OI: sì a indicazione d’origine per il pomodoro


“Siamo decisamente a favore dell’introduzione dell’obbligo dell’indicazione di origine in etichetta in Europa anche per il settore del pomodoro da industria, tanto da essere disponibili ad un progetto sperimentale di etichettatura volontaria. Sarebbe una fondamentale forma di tutela verso la produzione Made in Italy, una garanzia ulteriore per il consumatore ed un importante riconoscimento per una filiera di grande qualità come quella del Nord Italia”. Lo dice Tiberio Rabboni, presidente dell’OI Pomodoro da industria del Nord Italia, all’indomani dell’audizione alla Commissione Agricoltura della Camera sul tema dell’etichettatura d’origine.

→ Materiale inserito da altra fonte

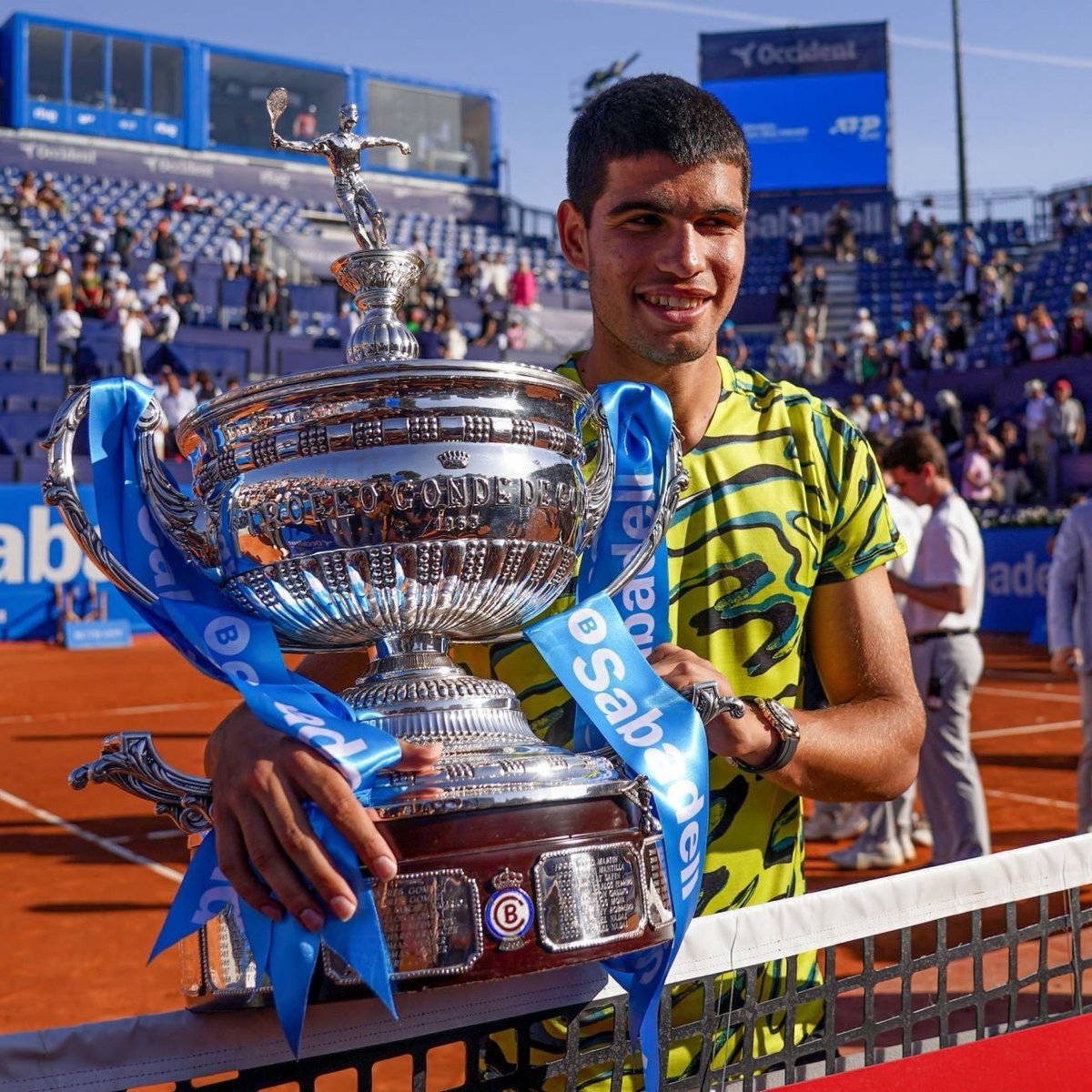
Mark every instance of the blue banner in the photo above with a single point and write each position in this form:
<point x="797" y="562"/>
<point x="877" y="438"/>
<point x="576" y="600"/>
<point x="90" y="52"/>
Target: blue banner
<point x="37" y="554"/>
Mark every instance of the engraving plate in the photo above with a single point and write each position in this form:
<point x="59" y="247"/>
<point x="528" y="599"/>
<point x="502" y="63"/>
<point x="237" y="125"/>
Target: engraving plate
<point x="589" y="896"/>
<point x="431" y="922"/>
<point x="658" y="899"/>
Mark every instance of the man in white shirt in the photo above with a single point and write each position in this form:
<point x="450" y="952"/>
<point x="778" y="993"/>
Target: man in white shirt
<point x="945" y="595"/>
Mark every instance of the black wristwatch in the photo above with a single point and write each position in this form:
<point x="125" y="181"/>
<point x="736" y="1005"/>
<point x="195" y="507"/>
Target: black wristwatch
<point x="782" y="722"/>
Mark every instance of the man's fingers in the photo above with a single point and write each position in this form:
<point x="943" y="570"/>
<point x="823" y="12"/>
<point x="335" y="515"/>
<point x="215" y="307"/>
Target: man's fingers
<point x="232" y="856"/>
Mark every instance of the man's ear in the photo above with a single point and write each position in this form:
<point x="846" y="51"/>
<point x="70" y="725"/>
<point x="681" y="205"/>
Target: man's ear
<point x="572" y="234"/>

L’OI chiede che a livello europeo sia introdotto l’obbligo di indicazione del Paese di origine della materia prima agricola utilizzata, con la facoltà per i produttori di utilizzare una delle seguenti diciture: “singolo Paese di origine europeo”, se tutta la materia prima giunge da un unico Paese; “origine in Ue”, quando la materia prima agricola proviene da due o più Paesi dell’Ue, ma solo da essi; “origine Extra Ue”, quando anche solo una quota della materia prima proviene da Paesi ExtraUe; “origine in un singolo Paese Extra-Ue” quando la materia prima proviene da uno specifico Paese Extra-Ue. L’OI Pomodoro da Industria del Nord Italia è l’organizzazione interprofessionale che rappresenta il 99% del pomodoro da industria del Nord Italia, pari a circa la metà del pomodoro da industria italiano.